Weeds or ruderal plants
The word ‘weed’ means an unwanted and unwelcome plant. In the past, it mostly referred to unsolicited plants that appeared in crops. Right now most wild plants classified as ruderal plants are popularly referred to as ‘weeds’.
Do ruderal plants grow on ruins? Yes, but not just there - they appear in places that have been strongly transformed by humans: in abandoned buildings and their surroundings, on urban waste grounds, brownfield sites, edges of roads or roadsides, parking lots, squares, landfills and rubbish heaps. They are the first ones to appear in what often are very difficult conditions - there is little light, water is scarce and soil is often replaced by rubble. Ruderal plants pave the way for more demanding species, which eventually also show up in the ruderal garden.
The common nettle (Latin: Urtica dioica) is the most well-known, though not particularly popular weed. This plant can brutally sting our skin if we carelessly enter its territory. Nettles also bring to mind unkempt gardens, rubbish heaps and piles of rubble – everyone seems to be ashamed of them.
In fact, like a number of other weeds, the common nettle has a number of positive properties. Its image of a black sheep among herbaceous plants should really be subverted.
First, this is a medicinal plant, rich in vitamins. Nettle tea helps relieve fatigue, arthritis and kidney problems. The plant can also be used to cook delicious soups, casseroles and quiches or make nettle shampoos, soaps and other cosmetics. Stinging nettle is a plant of many virtues.
In the wild
Wild lawns are created by low-growing weeds, mostly of the Poaceae family of grasses. They are in stark contrast to evenly mowed English lawns found on football pitches and in gardens. Wild lawns are home to a multitude of plants (mostly grasses) and are much higher than the mowed ones. Unmown grasses form flowers, blossom and bear fruit, feeding birds and insects. English lawns, though highly popular and pleasant to the eye, represent a green desert from a botanical perspective and hardly provide any nourishment for insects.

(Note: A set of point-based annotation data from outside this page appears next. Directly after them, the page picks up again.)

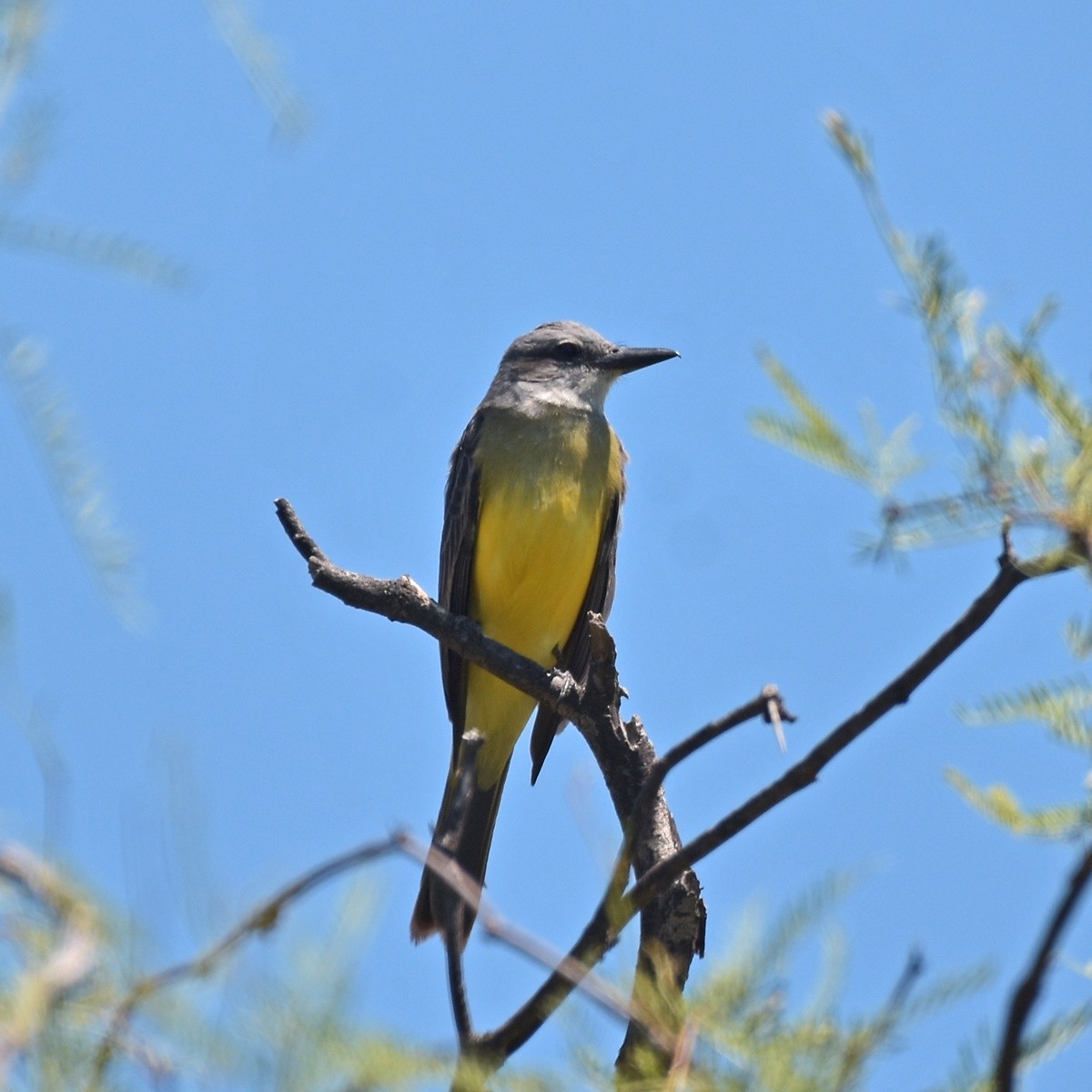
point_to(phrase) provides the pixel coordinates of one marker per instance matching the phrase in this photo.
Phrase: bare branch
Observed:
(404, 601)
(1026, 995)
(804, 774)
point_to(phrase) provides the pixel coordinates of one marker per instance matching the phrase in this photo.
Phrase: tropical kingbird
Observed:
(530, 535)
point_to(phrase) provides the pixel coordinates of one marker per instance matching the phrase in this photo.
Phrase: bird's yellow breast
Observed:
(545, 487)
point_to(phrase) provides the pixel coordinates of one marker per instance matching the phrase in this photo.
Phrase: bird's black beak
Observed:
(625, 359)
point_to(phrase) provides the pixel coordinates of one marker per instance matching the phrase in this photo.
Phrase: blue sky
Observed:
(659, 173)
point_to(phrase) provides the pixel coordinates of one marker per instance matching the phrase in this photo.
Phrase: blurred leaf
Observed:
(998, 803)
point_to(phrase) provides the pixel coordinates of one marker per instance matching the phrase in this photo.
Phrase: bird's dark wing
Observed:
(457, 565)
(576, 654)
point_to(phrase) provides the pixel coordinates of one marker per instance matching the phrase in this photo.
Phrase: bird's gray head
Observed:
(565, 365)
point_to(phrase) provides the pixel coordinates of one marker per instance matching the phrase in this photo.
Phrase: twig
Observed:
(616, 909)
(768, 704)
(262, 918)
(404, 601)
(1026, 995)
(497, 927)
(804, 774)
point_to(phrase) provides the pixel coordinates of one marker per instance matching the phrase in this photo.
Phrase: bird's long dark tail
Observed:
(472, 854)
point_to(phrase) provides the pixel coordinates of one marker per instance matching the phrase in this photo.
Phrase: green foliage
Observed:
(745, 1033)
(973, 1071)
(986, 381)
(1064, 710)
(1063, 822)
(76, 480)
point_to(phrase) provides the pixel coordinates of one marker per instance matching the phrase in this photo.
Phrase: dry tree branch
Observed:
(633, 774)
(404, 601)
(1026, 993)
(262, 918)
(1011, 574)
(268, 913)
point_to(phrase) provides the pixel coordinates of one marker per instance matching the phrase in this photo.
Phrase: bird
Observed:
(531, 525)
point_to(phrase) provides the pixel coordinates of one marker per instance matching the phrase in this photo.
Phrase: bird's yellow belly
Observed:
(536, 547)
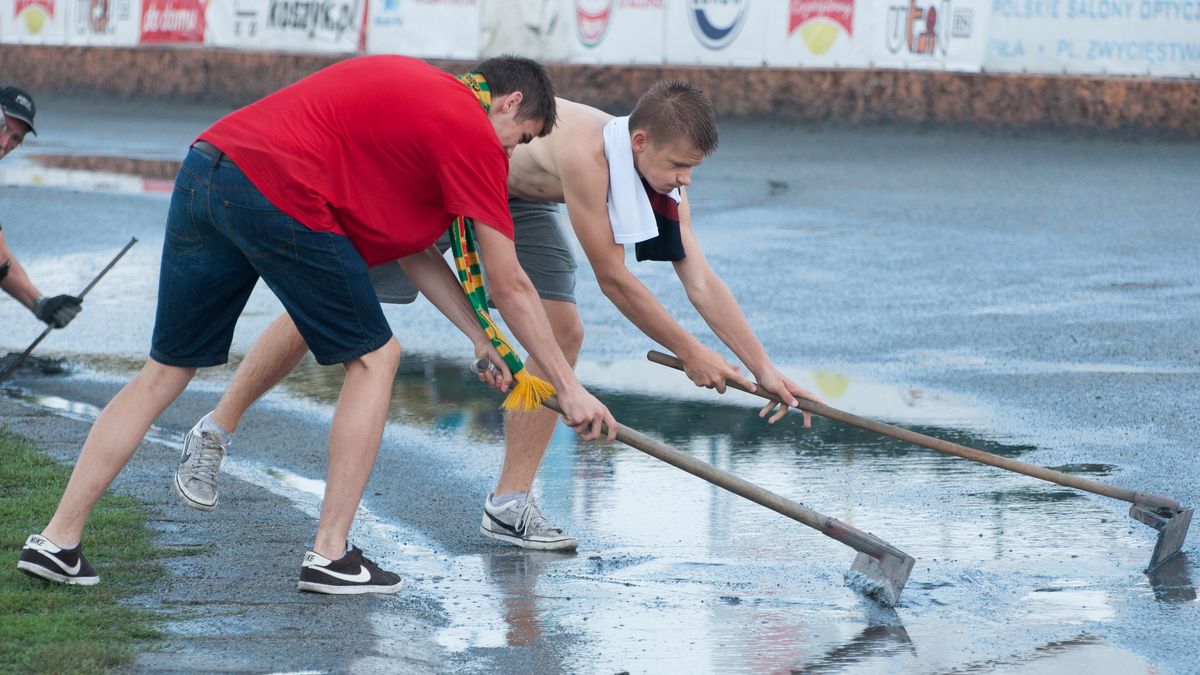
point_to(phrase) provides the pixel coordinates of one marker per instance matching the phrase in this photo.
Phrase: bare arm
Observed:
(714, 302)
(513, 292)
(17, 282)
(433, 278)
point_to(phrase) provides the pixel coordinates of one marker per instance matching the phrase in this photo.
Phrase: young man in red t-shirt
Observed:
(363, 162)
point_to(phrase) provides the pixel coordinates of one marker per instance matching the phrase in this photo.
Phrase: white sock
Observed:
(211, 425)
(501, 500)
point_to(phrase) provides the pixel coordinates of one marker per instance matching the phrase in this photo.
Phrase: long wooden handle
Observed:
(949, 448)
(29, 350)
(849, 535)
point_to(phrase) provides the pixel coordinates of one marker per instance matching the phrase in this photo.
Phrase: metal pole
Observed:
(29, 350)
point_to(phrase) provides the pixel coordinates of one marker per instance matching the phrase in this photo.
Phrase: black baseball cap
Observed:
(18, 103)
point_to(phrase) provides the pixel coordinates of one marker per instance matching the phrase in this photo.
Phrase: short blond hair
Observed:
(673, 111)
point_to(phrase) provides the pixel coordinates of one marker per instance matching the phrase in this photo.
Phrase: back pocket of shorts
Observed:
(183, 237)
(265, 234)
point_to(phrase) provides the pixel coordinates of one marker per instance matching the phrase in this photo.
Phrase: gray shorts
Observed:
(541, 250)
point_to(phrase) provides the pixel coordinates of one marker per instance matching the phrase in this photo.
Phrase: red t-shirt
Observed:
(385, 150)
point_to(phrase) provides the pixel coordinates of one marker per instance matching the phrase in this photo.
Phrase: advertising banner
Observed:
(33, 22)
(173, 22)
(726, 33)
(286, 25)
(817, 34)
(617, 31)
(430, 29)
(111, 23)
(1146, 37)
(928, 34)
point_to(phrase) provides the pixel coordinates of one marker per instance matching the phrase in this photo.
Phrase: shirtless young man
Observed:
(670, 132)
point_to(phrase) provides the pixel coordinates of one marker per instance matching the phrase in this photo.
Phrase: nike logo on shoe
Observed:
(363, 577)
(42, 545)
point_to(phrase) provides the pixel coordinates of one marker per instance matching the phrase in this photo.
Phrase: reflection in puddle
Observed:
(676, 574)
(1069, 601)
(91, 173)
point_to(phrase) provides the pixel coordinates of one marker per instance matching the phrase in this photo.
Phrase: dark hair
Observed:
(509, 73)
(672, 109)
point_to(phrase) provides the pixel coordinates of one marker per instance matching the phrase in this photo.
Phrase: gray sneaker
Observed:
(521, 524)
(196, 479)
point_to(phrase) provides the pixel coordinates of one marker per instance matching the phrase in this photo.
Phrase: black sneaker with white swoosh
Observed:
(42, 559)
(351, 574)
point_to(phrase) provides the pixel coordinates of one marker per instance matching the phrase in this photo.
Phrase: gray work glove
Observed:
(59, 310)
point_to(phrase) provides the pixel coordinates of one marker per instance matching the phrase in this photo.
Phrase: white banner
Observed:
(33, 22)
(429, 29)
(928, 34)
(103, 23)
(286, 25)
(726, 33)
(617, 31)
(1146, 37)
(817, 34)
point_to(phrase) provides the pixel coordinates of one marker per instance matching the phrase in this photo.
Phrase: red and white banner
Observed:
(101, 23)
(617, 31)
(819, 34)
(173, 22)
(286, 25)
(1132, 37)
(427, 29)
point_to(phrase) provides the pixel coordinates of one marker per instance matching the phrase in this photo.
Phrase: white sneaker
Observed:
(196, 479)
(521, 524)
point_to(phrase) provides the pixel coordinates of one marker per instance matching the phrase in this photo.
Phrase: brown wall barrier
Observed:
(1014, 101)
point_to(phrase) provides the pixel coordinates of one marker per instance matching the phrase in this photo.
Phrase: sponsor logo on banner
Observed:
(592, 19)
(100, 17)
(34, 13)
(393, 12)
(173, 22)
(927, 27)
(819, 22)
(717, 23)
(327, 19)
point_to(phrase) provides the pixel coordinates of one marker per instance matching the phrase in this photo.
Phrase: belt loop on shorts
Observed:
(209, 150)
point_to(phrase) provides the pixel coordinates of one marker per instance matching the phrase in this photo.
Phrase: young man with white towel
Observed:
(623, 181)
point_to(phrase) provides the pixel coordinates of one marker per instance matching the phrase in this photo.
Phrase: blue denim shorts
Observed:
(222, 236)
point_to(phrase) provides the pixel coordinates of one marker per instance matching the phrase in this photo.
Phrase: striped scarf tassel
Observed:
(528, 390)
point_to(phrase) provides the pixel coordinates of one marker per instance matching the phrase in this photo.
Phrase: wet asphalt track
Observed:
(1029, 294)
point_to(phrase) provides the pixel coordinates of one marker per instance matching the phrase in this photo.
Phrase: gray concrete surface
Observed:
(1030, 294)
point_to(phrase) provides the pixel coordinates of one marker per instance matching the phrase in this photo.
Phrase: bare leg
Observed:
(354, 442)
(112, 442)
(527, 434)
(270, 359)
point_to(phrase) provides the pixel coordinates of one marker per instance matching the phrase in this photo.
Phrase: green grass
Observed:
(55, 628)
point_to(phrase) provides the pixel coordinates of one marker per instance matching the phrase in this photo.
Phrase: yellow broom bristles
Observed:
(528, 392)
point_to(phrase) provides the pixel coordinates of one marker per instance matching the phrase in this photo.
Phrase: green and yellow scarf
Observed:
(528, 390)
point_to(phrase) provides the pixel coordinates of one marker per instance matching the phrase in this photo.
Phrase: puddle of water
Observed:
(93, 173)
(675, 573)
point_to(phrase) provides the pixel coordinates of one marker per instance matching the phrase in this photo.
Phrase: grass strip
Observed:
(58, 628)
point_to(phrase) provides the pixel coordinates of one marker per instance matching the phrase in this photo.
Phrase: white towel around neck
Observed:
(629, 205)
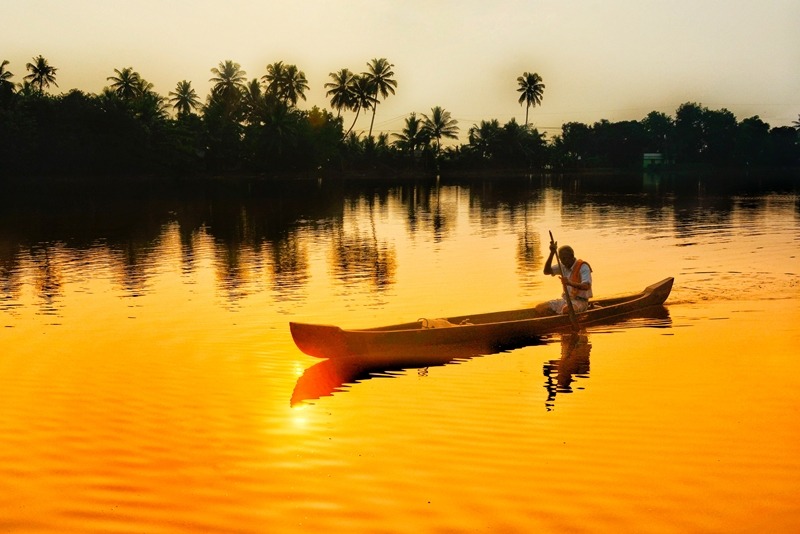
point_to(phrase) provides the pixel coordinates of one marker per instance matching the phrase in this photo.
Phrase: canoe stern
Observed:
(320, 341)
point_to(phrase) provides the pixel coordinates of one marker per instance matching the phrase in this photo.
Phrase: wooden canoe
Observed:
(479, 333)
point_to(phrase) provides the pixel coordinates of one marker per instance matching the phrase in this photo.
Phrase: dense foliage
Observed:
(256, 126)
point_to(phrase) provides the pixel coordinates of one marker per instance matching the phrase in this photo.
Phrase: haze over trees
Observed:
(254, 125)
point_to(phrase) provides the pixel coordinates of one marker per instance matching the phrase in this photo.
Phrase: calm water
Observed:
(148, 381)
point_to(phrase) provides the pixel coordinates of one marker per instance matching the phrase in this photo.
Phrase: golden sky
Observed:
(604, 59)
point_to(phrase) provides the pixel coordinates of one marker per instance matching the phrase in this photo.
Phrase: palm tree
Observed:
(6, 85)
(127, 84)
(531, 89)
(340, 90)
(412, 136)
(380, 78)
(439, 125)
(286, 82)
(276, 72)
(362, 92)
(295, 85)
(42, 74)
(229, 80)
(184, 98)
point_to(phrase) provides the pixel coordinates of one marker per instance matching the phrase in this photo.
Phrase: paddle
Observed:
(572, 317)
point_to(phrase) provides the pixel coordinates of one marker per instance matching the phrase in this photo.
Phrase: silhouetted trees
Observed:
(256, 126)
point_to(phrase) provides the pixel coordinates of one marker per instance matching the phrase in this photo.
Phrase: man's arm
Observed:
(548, 268)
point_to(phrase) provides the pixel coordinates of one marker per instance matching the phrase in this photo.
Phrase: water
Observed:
(150, 384)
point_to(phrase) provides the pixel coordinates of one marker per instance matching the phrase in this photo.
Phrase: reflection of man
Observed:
(576, 275)
(574, 363)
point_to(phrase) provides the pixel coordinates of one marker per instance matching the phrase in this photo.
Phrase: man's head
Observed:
(567, 256)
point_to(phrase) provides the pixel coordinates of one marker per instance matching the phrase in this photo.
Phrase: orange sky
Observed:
(611, 59)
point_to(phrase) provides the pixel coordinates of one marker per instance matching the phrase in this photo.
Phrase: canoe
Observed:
(478, 333)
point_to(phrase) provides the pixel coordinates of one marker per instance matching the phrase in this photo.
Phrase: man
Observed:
(576, 276)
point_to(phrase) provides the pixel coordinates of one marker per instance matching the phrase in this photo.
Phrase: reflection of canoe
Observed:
(479, 333)
(326, 377)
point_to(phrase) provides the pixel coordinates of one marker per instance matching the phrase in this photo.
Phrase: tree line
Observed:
(255, 125)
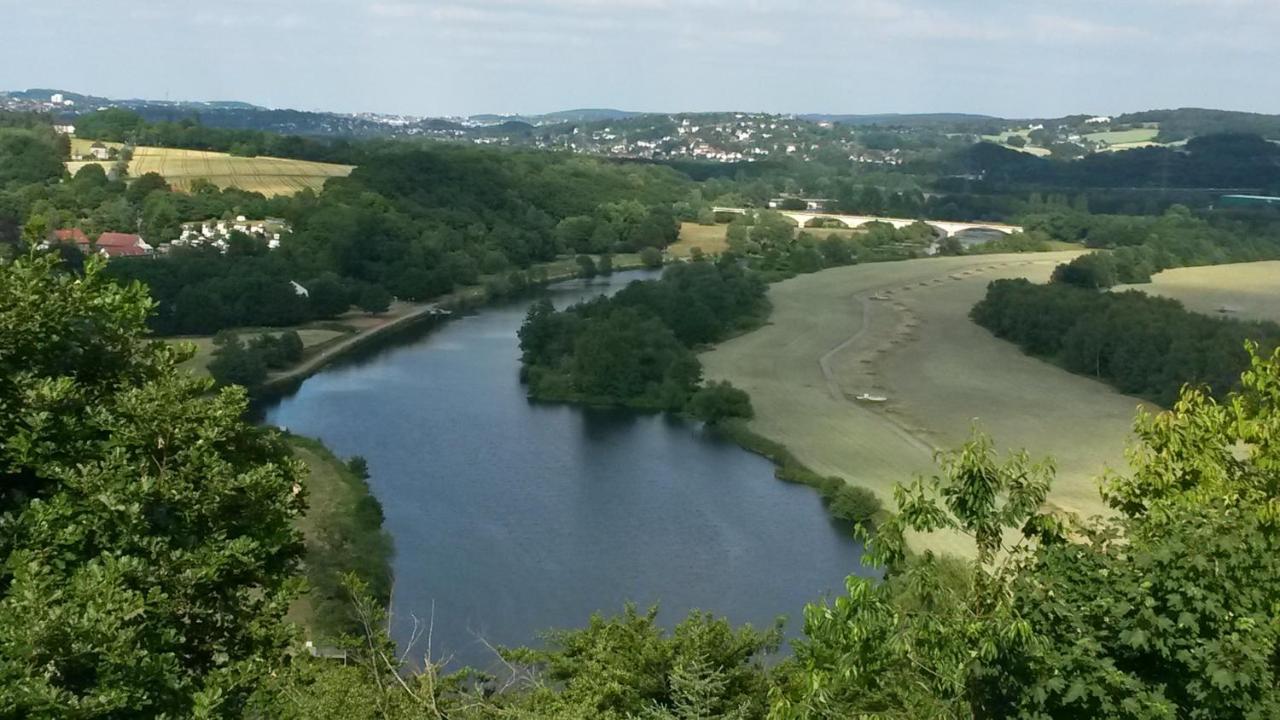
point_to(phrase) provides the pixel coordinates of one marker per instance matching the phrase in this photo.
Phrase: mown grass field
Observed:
(1246, 290)
(312, 340)
(828, 340)
(709, 238)
(269, 176)
(1125, 139)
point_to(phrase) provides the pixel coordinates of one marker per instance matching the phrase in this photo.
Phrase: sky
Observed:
(1009, 58)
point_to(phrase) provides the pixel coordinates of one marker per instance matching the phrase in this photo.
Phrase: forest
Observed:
(636, 349)
(1142, 345)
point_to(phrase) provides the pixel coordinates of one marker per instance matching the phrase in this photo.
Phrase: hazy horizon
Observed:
(531, 57)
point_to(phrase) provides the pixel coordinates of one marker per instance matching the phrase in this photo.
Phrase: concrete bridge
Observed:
(945, 227)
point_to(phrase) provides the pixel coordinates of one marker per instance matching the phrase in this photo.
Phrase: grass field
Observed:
(709, 238)
(830, 341)
(1246, 290)
(312, 340)
(269, 176)
(712, 241)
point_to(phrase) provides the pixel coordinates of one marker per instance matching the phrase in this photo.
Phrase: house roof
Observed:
(122, 251)
(71, 235)
(118, 240)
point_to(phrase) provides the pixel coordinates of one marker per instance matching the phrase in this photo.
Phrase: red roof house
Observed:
(120, 245)
(72, 236)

Couch grass (Latin: Elymus repens) is one of the species found on wild lawns and a particularly unwelcome guest on farmlands. This plant is extremely resilient to water and light shortages and very difficult to remove for farmers. In cities, though, it creates beautiful wild lawns and - like nettle - has medicinal properties (it eliminates bacteria and relieves fever).
Blossom, smell and taste
Ruderal plants have more than just medicinal properties. Most of them are wild ornamental plants, such as blossoming poppies, cornflowers or common chicory. They create beautiful, multicoloured collages, produce nectar and their striking colours attract various urban bugs. Weeds feed urban insects.
As third landscapes are covered with a number of different species, the total flowering time is very long.
This means that insects are provided for from early spring until autumn. When one species stops flowering, another begins, and this goes on throughout the growing season. Some of the wild plants are melliferous - they provide urban insects with the raw material to produce honey. Melliferous plants usually flower for an exceptionally long time, and their flowers are particularly rich in nectar.